Parlour Song @ Almeida Theatre, London

cast list
Amanda Drew, Andrew Lincoln, Toby Jones

directed by
Ian Rickson
Jez Butterworth’s debut play Mojo, an in yer face thriller about gangsters in 1950s Soho, was a big hit in 1995, winning the Olivier Award for Best Comedy, and was later filmed.

His two subsequent plays made less of an impact but his new work Parlour Song, premiered in New York last year, is a sharply written comedy-drama full of poignant humour.

Parlour Song begins like an Ayckbourn play but later turns into something more resembling Pinter.

Set on an anonymous suburban housing estate, it is narrated by car-wash small businessman Dale, next-door neighbour and best mate of Ned, a boring demolition expert whose own life is imploding.
Not only has Ned’s 11-year-old marriage to Joy stagnated but it seems that someone is stealing assorted stuff from his house and garden.

If Ned seems to be cracking up mentally, the ironically named Joy is also at the end of her tether in a relationship where the passion petered out long ago. While her husband is away on his latest demolition trip, she starts an affair with Dale, which brings excitement but also danger as Ned suspects she is unfaithful. Meantime, who the hell has nicked his lawnmower out of the shed?

Mid-life crisis and adultery in a lower-middle-class setting is by no means a new subject, of course, but Butterworth brings great wit and insight into this well-worn theme. He has a superb awareness of the cul-de-sac lives behind net curtains and a wonderful ear for the subtext beyond the clich.

The tone at the start is akin to a sit-com, with the two men watching videos of Ned blowing up inner-city buildings. There are very funny scenes with the fitness fanatic Dale training the out-of-condition Ned, who approaches weight-lifting with the over-the-top aggression of a martial arts fanatic. And when Joy enters the bedroom while Ned is listening on headphones to Dale’s oral sex advice manual and he pretends to be playing air guitar with Clapton, the audience collapses with laughter.

But the mood darkens as the real pain and hopelessness of the protagonists’ lives become apparent. A sense of foreboding and violence mount up as the tensions in the relationships become more strained. A slightly surreal, nightmarish quality takes over, with the writing becoming more elliptical, so that the ending is highly ambivalent.

Directed with sensitivity by Ian Rickson (like all Butterworth’s previous plays) and designed by Jeremy Herbert, making good use of a revolve to show what goes on in different parts of the house, the play runs without an interval for 90 minutes.

The excellent cast work well together.
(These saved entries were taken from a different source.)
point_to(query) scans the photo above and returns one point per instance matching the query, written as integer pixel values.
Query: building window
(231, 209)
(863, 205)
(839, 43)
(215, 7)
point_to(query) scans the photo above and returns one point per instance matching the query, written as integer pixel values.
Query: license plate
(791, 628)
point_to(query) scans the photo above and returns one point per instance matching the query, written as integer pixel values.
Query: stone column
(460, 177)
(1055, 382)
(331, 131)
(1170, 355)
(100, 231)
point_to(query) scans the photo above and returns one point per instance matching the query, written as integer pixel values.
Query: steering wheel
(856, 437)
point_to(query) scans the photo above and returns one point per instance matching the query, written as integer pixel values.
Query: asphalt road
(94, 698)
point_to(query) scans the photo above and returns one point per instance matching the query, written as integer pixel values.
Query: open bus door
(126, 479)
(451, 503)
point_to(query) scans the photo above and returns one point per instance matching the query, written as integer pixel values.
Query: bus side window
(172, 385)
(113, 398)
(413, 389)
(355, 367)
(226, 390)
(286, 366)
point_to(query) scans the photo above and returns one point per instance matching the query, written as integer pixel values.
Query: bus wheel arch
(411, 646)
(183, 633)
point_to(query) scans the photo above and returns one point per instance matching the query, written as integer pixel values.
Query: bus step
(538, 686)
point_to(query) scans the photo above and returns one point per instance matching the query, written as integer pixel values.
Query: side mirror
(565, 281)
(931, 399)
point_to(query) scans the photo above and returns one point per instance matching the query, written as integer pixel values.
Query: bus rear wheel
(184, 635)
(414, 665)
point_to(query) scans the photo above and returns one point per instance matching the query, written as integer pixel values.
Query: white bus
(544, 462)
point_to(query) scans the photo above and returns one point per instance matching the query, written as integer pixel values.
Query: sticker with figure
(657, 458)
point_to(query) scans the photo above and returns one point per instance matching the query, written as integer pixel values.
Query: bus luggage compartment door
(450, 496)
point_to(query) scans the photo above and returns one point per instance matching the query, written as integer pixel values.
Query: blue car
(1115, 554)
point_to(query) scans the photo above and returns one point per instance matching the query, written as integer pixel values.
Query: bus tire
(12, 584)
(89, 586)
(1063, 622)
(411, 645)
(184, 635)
As Ned, Toby Jones’s clowning is counterpointed by the real pathos of a man who is losing his mental balance. Andrew Lincoln is very amusing as the none-too-bright Dale but also shows the callous shallowness of someone who only casually mentions that he has a family himself. Amanda Drew strongly conveys both a frustrated sensuality and an intense desire to escape her homogenized home.

As such a highly entertaining show, Parlour Song will surely transfer from the Almeida to the West End. In addition, Butterworth’s next play Jerusalem premieres at the Royal Court in July let’s hope it’s as good as this one.